Le vrai danger : perdre son référencement
C'est l'accident classique. Le nouveau site est plus beau, et le trafic chute de 40 % le mois suivant. La cause est presque toujours la même : les adresses des pages ont changé sans que personne n'ait prévu de redirection.
Google a indexé vos anciennes pages. Si /nos-services/isolation devient /services/isolation-thermique sans redirection, l'ancienne adresse renvoie une erreur 404. Vous perdez le positionnement acquis et les liens que d'autres sites pointaient vers vous.
La méthode pour ne rien perdre
- Exportez la liste de vos URL actuelles avant de commencer, avec leur trafic. La Search Console de Google donne les pages qui reçoivent des visites.
- Décidez page par page : conservée à l'identique, déplacée, ou supprimée. Une page qui reçoit des visites ne se supprime pas sans raison.
- Mettez en place des redirections 301 pour chaque adresse modifiée, vers la page équivalente. Pas toutes vers l'accueil : une redirection vers une page sans rapport est traitée comme une erreur.
- Gardez les contenus qui fonctionnent. Un article qui vous amène des visiteurs chaque mois se réécrit au mieux, il ne se jette pas.
- Vérifiez après mise en ligne. Les erreurs 404 apparaissent dans la Search Console dans les jours qui suivent. C'est le moment de les corriger, pas six mois plus tard.
Combien de temps et quel budget
Pour un site vitrine de PME, une refonte prend en général de quatre à huit semaines. Le développement est rarement le facteur limitant. Ce qui allonge les délais, ce sont les contenus à rassembler, les photos à produire et les validations internes qui attendent que le dirigeant ait un moment.
Côté budget, les ordres de grandeur sont détaillés dans notre article sur le prix d'un site internet en 2026. Un point spécifique à la refonte : prévoyez une ligne pour la reprise des contenus et le plan de redirections. C'est invisible sur la maquette et c'est pourtant ce qui protège votre trafic.

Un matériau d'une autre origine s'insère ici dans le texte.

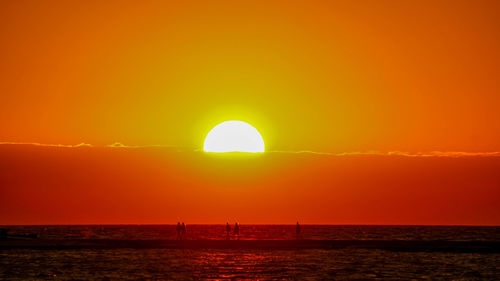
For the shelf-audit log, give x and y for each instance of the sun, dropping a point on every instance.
(234, 136)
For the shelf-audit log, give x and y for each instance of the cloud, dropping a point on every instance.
(397, 153)
(453, 154)
(49, 145)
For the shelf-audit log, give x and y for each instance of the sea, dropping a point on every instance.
(260, 264)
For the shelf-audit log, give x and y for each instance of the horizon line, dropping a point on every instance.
(435, 153)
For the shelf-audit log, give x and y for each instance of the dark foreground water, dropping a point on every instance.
(309, 264)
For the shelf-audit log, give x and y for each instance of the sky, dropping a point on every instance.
(371, 111)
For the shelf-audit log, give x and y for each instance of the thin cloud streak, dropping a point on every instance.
(371, 152)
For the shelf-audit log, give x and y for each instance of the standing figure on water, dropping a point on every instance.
(183, 231)
(237, 231)
(228, 230)
(178, 228)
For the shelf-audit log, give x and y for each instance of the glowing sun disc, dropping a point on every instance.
(234, 136)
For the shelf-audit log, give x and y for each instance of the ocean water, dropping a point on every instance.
(305, 264)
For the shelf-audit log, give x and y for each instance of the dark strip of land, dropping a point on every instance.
(391, 245)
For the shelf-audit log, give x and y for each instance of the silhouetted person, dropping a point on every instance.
(237, 230)
(228, 230)
(178, 228)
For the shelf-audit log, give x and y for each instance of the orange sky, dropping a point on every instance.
(322, 76)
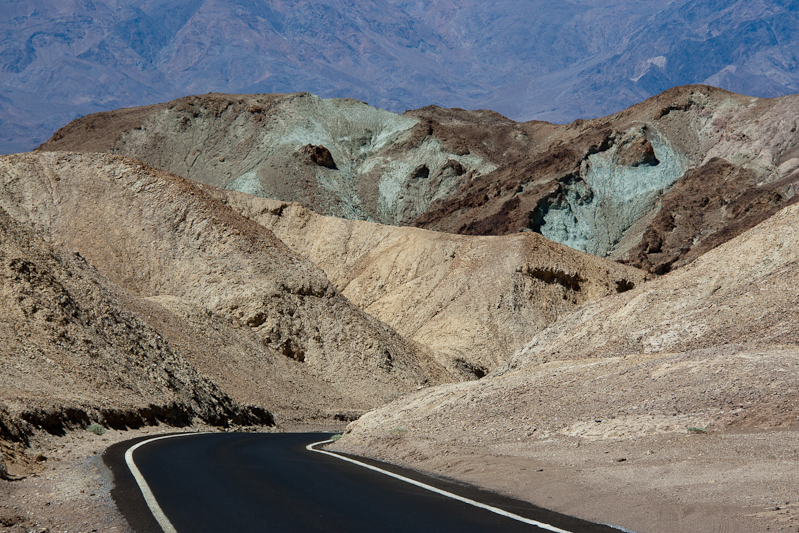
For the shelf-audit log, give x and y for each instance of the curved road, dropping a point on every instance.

Refonte progressive plutôt que grand soir
Une approche moins connue et souvent plus rentable consiste à ne pas tout refaire d'un coup. On reprend d'abord les pages qui comptent, l'accueil et les deux ou trois pages de services qui génèrent les demandes. On mesure. On continue avec le reste si les résultats suivent.
L'avantage est double : l'investissement est étalé et vous savez rapidement si la nouvelle direction fonctionne. Cette approche convient bien aux entreprises qui ont déjà du trafic et qui ne peuvent pas se permettre une coupure. C'est la méthode que nous appliquons dans nos projets de refonte de site internet.
Les questions à poser avant de signer
- Qui est propriétaire du nom de domaine et des accès à l'hébergement ?
- Le plan de redirections est-il inclus dans le devis ?
- Pourrai-je modifier les textes moi-même après la livraison ?
- Que se passe-t-il si je change de prestataire dans deux ans ?
- Les contenus actuels sont-ils repris, et par qui ?
Une réponse floue sur la propriété du domaine ou sur les redirections est un signal. Ces sujets se traitent avant, pas après.
Conclusion
Une refonte se justifie quand le site est inutilisable sur mobile, inmodifiable, dépassé techniquement ou en décalage avec votre activité. Dans les autres cas, commencez par mesurer ce qui se passe réellement sur vos pages. Refaire un site qui fonctionnait pour de mauvaises raisons est le moyen le plus rapide de perdre à la fois de l'argent et du trafic.